FWCC’s Sustainability Communications Officer Susanna Mattingly reports on the first week of the 23rd Conference of Parties (COP23) held in November in Bonn.
I spent a week in Bonn, Germany from 6-12 November, at the 23rd Conference of Parties (COP23) of the United Nations Framework Conference on Climate Change (UNFCCC), presided over by Fiji. This was the first COP to be hosted by a small-island, developing nation, although the conference was held in Bonn for logistical reasons. The climate talks convened diplomats, ministers and civil society for the latest annual round of United Nations negotiations to advance international climate action.
The negotiations were somewhat overshadowed by the Trump administration’s decision to withdraw the US from the Paris Agreement earlier this year. (The Paris climate agreement is a global action plan for avoiding dangerous climate change by limiting global warming to well below 2°C.)

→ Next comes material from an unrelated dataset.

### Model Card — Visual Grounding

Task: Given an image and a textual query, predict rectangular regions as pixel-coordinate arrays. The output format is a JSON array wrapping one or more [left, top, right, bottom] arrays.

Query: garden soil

Despite this, much progress was made. One significant event was the launch of a new alliance led by the UK and Canada in which 19 countries have pledged to phase out coal whilst supporting affected workers and communities to make the transition, including Mexico, New Zealand, Denmark, Finland, Italy, Ethiopia, Angola and the Marshall Islands.
During the course of the week, I heard deeply moving, powerful stories from Pacific Islanders about the devastating impact that climate change is having on their lives, homes, communities and cultures. We heard desperate pleas that we cannot ignore, urging the world to take action.
Urgent changes are needed, not just for future generations, but for the sake of our common family around the world who are living with the impacts of climate change right now, today. Hearing representatives of the Fijian presidency decry that “our current dilemma is a catastrophic failure of imagination” left a lasting impression.
At the conference I attended sessions on a broad range of themes including, among many others:
- climate induced displacement and non-economic loss and damage
- using indigenous and local knowledge in climate change decision-making
- global equity
- just transition and human rights
- equipping civil society to participate in the energy transition
- the role of visionary leadership in the transition to 1.5°c
COP23 provided Quakers with the opportunity to make valuable connections with other faith representatives working on sustainability. Both Friends World Committee for Consultation (FWCC) and Britain Yearly Meeting (BYM) have signed the 2017 Interfaith Climate Statement “Walk on Earth Gently” which was presented to UN representatives at COP23 on 10th November. The statement represents a shared assertion by faith groups globally that widespread sustainable behaviour change is required if global temperature rise is to meet the targets set by the Paris Climate Agreement.
It also marks the launch of a new international, multi-faith sustainable lifestyles initiative where religious leaders and people of faith pledge to adopt sustainable behaviours and call on their communities and world leaders to do the same. As faith groups we are sending a clear message to our leaders that failure to deliver on the 1.5 degree goal is simply not an option.
Given that the vast majority of the world’s population identifies with a religion, coming together as a global multi-faith community to coordinate sustainable living commitments in this way means we have the potential for real, meaningful impact. We know climate change is caused by human behaviour, therefore behaviour change can also help to address climate change.
The challenge is to not let these gatherings become an annual jamboree of frequent fliers with tokenistic approaches. If our negotiators aren’t representing us at these talks, we are called to speak truth to power and challenge them. However, the UN alone cannot deliver on system change and we need to also build on our connections within civil society to achieve meaningful progress.
Our colleagues at QUNO continue to work tirelessly at the COPs as accredited observers of the UNFCCC negotiations, highlighting the human impacts of climate change, offering quiet diplomacy, and supporting climate negotiators’ work with effective arguments for urgent climate action.
At FWCC we are embarking on a new sustainability project working with Friends worldwide to strengthen our environmental commitment and amplify our voice through a global Quaker sustainability movement.